第4回『このミス』大賞 1次選考 次回作に期待

『日輪の墓標』 上條武士
『Robot達の憂鬱』 林藤一郎
『明日へ架ける橋』 秋本直一郎

膳所善造コメント

全体的な水準は、年々間違いなく底上げされてきています。日本語以前、小説以前という作品は、今回ほとんどありませんでした。 ただし、ずば抜けた作品というのはそうそう書けるものではなく、1次予選を通した二作以外は、やはり、どこかしら及ばない点があります。そんな中から、あと一歩という作品についてコメントします。

上條武士『日輪の墓標』――第1回の1次選考を通過された方ですね。前回の派手な冒険活劇小説とはうって変わって、今回は太平洋戦争末期の神戸を舞台に、収容所からのアメリカ人捕虜脱走事件に絡む陰謀劇を抑制のきいた筆致で描いています。題材に新味があり、陰謀劇の真相も面白いのですが、エンターテインメントとしては若干地味であり、かつ少々物語を急ぎすぎたきらいがあります。もっと細部の肉付けを行い、ストーリーを膨らませて欲しかった。たとえば、戦地で部下を死なせ一人生き残った自分を許せない工藤中尉。主人公である彼を支える役回りとして登場したはずの女性との絡みは、もっと掘り下げるべきでしょう。小説書きとしての基本は押さえている方なので、あと一歩だと思います。

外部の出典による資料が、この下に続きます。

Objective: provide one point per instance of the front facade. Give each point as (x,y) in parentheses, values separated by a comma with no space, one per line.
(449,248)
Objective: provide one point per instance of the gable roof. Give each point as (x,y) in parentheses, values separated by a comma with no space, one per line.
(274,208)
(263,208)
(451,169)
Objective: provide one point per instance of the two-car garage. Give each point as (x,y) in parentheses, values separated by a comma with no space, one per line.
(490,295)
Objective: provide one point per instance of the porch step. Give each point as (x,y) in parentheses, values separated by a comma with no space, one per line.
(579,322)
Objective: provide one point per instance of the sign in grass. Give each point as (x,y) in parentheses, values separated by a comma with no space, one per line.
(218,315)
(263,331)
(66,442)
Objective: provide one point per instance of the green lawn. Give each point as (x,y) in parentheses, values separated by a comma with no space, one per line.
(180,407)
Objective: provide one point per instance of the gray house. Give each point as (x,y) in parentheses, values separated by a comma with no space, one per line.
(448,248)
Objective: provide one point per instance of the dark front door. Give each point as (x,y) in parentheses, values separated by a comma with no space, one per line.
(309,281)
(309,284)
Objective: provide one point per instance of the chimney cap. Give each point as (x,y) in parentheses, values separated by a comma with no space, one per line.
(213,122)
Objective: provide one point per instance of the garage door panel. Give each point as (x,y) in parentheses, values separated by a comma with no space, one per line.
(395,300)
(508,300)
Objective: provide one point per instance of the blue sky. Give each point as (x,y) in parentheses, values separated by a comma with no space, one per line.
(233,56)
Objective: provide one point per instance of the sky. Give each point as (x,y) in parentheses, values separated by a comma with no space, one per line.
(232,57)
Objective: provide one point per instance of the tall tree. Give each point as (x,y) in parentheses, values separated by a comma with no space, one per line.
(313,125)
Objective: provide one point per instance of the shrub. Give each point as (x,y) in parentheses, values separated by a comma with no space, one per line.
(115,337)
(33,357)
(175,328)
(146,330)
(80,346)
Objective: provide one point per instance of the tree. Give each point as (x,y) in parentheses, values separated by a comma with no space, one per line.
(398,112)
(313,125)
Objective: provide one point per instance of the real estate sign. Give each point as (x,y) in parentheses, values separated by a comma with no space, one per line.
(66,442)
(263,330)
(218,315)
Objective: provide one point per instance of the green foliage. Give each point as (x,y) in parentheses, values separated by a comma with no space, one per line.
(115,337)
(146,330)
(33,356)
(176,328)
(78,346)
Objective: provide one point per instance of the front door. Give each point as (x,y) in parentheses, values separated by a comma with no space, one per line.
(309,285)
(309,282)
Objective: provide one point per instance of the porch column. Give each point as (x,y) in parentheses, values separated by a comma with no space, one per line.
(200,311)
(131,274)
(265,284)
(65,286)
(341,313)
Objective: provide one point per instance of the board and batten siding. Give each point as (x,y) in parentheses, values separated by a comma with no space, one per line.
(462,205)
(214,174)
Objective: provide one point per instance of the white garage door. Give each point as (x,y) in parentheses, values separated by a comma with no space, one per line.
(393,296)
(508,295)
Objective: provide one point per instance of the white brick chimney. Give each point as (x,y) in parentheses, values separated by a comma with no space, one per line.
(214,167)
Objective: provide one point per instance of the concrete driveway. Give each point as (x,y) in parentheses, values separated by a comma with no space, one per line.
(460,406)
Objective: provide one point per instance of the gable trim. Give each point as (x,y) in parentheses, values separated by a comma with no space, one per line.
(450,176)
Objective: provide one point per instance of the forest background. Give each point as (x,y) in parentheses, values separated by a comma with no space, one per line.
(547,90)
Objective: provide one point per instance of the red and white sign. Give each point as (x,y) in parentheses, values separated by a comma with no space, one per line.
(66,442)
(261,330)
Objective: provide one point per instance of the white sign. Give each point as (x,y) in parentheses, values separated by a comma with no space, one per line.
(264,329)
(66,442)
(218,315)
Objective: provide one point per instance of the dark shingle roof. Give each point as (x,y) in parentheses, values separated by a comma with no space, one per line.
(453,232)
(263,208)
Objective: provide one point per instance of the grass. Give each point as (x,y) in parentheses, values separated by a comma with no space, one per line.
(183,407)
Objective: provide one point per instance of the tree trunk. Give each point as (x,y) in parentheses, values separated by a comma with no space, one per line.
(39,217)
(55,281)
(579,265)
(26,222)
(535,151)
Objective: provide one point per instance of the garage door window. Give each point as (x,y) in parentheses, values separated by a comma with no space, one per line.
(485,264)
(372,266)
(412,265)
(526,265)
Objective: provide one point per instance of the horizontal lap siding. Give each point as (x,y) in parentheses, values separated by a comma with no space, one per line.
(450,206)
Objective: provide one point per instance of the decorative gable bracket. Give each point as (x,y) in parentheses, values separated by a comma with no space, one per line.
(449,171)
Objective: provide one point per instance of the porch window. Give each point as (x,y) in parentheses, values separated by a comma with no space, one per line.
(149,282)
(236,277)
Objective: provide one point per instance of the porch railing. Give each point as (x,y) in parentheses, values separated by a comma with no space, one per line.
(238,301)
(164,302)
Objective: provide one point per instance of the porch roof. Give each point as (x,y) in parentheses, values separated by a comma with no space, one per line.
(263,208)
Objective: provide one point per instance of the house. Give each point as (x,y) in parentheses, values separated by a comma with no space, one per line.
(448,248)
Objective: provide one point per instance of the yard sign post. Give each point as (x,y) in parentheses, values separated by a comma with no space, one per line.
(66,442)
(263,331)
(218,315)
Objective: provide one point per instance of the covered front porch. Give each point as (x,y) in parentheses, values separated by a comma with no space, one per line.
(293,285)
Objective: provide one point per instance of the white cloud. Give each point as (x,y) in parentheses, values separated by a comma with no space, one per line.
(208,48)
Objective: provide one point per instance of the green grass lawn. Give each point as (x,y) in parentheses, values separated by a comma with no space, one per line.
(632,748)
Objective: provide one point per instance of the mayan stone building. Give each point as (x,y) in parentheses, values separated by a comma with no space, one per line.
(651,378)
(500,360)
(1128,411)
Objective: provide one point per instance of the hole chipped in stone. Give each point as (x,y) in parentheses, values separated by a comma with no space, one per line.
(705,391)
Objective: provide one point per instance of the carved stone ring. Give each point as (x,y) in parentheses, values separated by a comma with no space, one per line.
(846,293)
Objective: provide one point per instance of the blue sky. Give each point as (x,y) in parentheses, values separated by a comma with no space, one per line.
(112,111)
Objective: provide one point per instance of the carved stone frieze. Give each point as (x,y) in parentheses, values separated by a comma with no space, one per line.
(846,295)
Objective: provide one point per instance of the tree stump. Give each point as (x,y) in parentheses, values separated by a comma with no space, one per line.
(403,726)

林藤一郎『Robot達の憂鬱』――ヒューマノイド・ロボットの開発にかける男たちの情熱、苦闘、勝利、そして挫折を描いた、ちょっと変わったタイプのエンターテインメントです。人型ロボットの知能中枢システム開発のキーを握るブラックボックス「パンドラ」。その秘められた謎を解き明かすべく家電メーカーの研究開発員たちが、試行錯誤を重ね奔走するところが読みどころです。こうした最先端技術をベースにした小説は、説明不足か逆に説明過多に陥り、物語として未消化になりがちです。この点、本作は若干のもたつきはあるものの、まずまずうまく処理しており、物語を第一義に考えている姿勢に好感が持てました。ただし、一編のミステリとして見た場合、謎の要素が弱いのは否めません。後半、モニター家庭にロボットが配布されてからのドラマも駆け足気味であり、結末の処理にももう一工夫欲しかったです。

秋本直一郎『明日へ架ける橋』――物語の随所に村上春樹の『ノルウェイの森』が引用されていることからも明らかなように、氏の作風に非常に大きな影響を受けた作品です。あとは本多孝好の諸作品でしょうか。世の中に完全なオリジナルなどというものはありません。無論、小説もしかり。偉大な先行作品に対する模倣やオマージュから、新たな傑作が生まれた例は枚挙にいとまがありません。ただしそこには、なんらかの新しさ、その作者だけが持つサムシングが必要です。実はこの作品からもその”何か”は感じられました。それは、弱冠十四歳という作者の若さが、いい方面に出た結果だと思います。ではなぜ、1次を通過しなかったのかというと、設定の不自然さ、前後の辻褄の不整合、主人公の造形の幼さなど、小説としての破綻が多すぎたためです。才能のある方だと思うので、これであきらめることなく、再度チャレンジされることを望みます。その際、春樹作品から一歩引いて世界を見ることも大切です。